Die Mutter wird aus der Nachbarschaft gerufen. Sie bestätigt, was die Tochter uns erzählt hat. Sie ist ganz krank vor Sorge um den älteren Sohn. Sie hat Angst, dass er sich das Leben nimmt. Er ist immer unterwegs und redet mit niemandem. Gerne würden sie ihm den Besuch der deutschen Schule ermöglichen. Daran ist aber gar nicht zu denken. Bisher ist niemand aus der Familie bei einem Arzt gewesen. Das ist viel zu teuer. Eine Yesil Kart haben sie nicht beantragt. Weil das Haus dem Großvater gehört, würden sie keine bekommen. Alles sei sehr schwierig, weil sie kein Türkisch sprechen. Im Viertel wohnen viele Kurden aus Mardin, mit denen sie sich auf kurdisch und arabisch verständigen, aber auf den Ämtern und beim Arzt muss man türkisch reden.
Die junge Frau traut sich nicht alleine auf die Strasse. Sie wird von den Männern im Viertel als Freiwild betrachtet. Das moderne Izmir ist hier sehr weit entfernt.. Wir erzählen ihr, das es in Izmir ein Goetheinstitut gibt, wo man deutsche Zeitungen und Bücher lesen kann.

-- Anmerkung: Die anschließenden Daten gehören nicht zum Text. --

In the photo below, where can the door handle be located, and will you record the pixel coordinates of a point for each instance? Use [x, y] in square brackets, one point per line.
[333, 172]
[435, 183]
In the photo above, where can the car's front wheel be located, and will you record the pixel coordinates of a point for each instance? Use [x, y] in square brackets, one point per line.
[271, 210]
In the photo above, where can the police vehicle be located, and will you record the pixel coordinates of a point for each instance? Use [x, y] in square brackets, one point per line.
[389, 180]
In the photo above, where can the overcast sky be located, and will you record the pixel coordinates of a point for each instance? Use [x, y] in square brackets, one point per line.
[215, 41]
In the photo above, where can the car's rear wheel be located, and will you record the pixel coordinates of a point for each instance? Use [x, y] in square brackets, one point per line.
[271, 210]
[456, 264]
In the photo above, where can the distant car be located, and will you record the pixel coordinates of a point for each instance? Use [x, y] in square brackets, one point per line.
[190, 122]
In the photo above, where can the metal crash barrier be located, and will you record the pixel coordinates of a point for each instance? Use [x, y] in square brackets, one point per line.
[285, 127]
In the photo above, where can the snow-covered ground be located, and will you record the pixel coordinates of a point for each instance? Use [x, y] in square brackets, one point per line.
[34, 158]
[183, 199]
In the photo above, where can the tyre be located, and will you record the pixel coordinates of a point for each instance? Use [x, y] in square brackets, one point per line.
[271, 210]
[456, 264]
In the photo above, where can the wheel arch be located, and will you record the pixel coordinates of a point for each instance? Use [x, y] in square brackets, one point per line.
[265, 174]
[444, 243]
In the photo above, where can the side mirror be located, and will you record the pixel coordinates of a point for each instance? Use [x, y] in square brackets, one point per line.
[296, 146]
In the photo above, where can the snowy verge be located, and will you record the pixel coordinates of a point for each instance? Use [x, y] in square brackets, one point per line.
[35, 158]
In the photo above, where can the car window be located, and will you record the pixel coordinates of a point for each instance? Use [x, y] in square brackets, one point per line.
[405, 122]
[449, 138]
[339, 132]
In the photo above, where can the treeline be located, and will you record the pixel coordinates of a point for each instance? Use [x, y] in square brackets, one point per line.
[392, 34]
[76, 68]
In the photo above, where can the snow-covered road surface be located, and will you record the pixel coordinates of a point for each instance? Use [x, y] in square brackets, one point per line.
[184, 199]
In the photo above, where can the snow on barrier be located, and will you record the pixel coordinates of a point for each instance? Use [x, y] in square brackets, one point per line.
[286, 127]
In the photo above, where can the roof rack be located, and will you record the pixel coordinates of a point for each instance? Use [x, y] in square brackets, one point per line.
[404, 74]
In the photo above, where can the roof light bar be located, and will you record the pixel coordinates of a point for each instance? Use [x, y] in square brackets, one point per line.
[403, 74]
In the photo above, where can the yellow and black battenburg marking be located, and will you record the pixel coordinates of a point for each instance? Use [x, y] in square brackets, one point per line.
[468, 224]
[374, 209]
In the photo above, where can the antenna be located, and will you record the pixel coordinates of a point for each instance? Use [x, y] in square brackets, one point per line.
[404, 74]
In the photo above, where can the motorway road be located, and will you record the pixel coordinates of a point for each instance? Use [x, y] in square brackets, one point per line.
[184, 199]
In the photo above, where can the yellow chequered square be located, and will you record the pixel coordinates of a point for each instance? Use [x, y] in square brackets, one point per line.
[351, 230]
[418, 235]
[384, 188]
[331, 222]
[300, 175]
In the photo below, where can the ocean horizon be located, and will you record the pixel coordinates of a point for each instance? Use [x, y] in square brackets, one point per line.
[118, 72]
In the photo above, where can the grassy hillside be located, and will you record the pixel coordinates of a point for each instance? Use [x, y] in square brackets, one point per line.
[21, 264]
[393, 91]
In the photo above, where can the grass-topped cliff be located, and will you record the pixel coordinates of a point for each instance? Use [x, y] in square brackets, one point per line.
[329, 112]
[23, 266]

Die Familie zeigt uns Bilder der Söhne in ihrem Fußballverein in Deutschland.
Der kleine Sohn Isi ist inzwischen auch ins Zimmer gekommen. Er ist sehr schüchtern, sagt aber dann doch, dass die Jungen hier gar nicht Fußball spielen können und er noch keine Freunde gefunden hat.
Wir fragen, ob es nicht einfacher wäre, ins Dorf bei Mardin zu ziehen. Dort leben die alten Eltern von Herrn Ökmen. Frau Ökmen erzählt, dass sie es versucht haben. Sie seien aber schnell wieder nach Izmir zurückgekehrt. Dort sei die Situation noch viel schlimmer. Die Eltern seien sehr arm und könnten sie nicht unterstützen. Die Tochter schüttelt nur den Kopf und Isi zeigt uns ganz empört seine Arme und Beine, die übersät sind mit Narben nach unzähligen Insektenstichen.
Die ganze Familie ist erkältet. Wir bieten an, mit der Tochter zur nächsten Apotheke zu gehen und sie dann wieder nach Hause zu begleiten. Aber Vater, Mutter und der kleine Isi kommen auch mit. Wir kopieren unseren Stadtplan für die junge Frau und kaufen Hustensaft und Nasenspray. Ein bisschen Geld können wir auch da lassen. Vielleicht reicht es für die Schuluniform und den Batman-Sticker.